The Danger of Misconception
If your employee benefits package is full of offerings the majority of your team doesn’t want, participation rates will suffer. The healthiest among them may not sign up for your health insurance plan, resulting in a smaller group (of potentially unhealthy workers) and driving up costs for your entire organization. They may opt out of supplemental benefits—such as life insurance—and increase the cost per participant of providing those opportunities. Even worse, unwanted benefits don’t enhance engagement. They do nothing to improve productivity or reduce employee turnover.
Fortunately, there are ways you can reach out to your workforce—including those who rarely speak their mind—and find out what benefits really matter to the majority of your staff.
Start With a Survey
You can use free or low-cost software such as SurveyMonkey to get a baseline reading on your employees’ opinions of your current benefits package. Basic questions you might want to ask include:
- On a scale of one to five, with one being the worst and five being the best, how would you rate the benefits package at Company XYZ?
- Given your personal situation, how would you rank the benefits provided within the package from least to most important? (Provide list of current benefits.)
- What other benefits should Company XYZ offer?
- Do you know how to sign up for benefits at Company XYZ?
- How can Company XYZ make it easier for you to sign up for or utilize your benefits?
You can require employees to complete the survey or incentivize their participation by offering a prize. Make sure your workforce knows that the responses will remain confidential and anonymous.

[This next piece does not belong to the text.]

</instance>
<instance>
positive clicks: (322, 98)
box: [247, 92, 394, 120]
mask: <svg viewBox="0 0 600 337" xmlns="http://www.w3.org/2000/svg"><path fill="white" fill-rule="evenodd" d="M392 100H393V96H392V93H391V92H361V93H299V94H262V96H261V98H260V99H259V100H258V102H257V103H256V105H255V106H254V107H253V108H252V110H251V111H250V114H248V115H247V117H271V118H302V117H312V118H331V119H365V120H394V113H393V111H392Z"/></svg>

Consider Potential Changes
If your employees indicate they are overwhelmingly satisfied with their benefits package, then congratulations! If not, it’s time to consider potential changes based on their responses. Enlist the assistance of your benefits advisor to investigate your options. You may want to choose a new employer-sponsored health insurance plan, replace less popular voluntary insurance with new options, or add a few supplemental benefits such as a workplace wellness program or group gym membership.
Make an Announcement
Whether you’ve made changes to your benefits package or are sticking with the status quo, you need to communicate the results of the evaluation to your workforce. Statistics show that most people need to receive a message seven times before they take action. Over the course of a few weeks, use a mix of mediums to announce company benefits information. Options include paycheck envelope stuffers, bathroom and break room posters, email announcements and group meetings with your benefits plan administrator. Contact your benefits advisor for additional suggestions.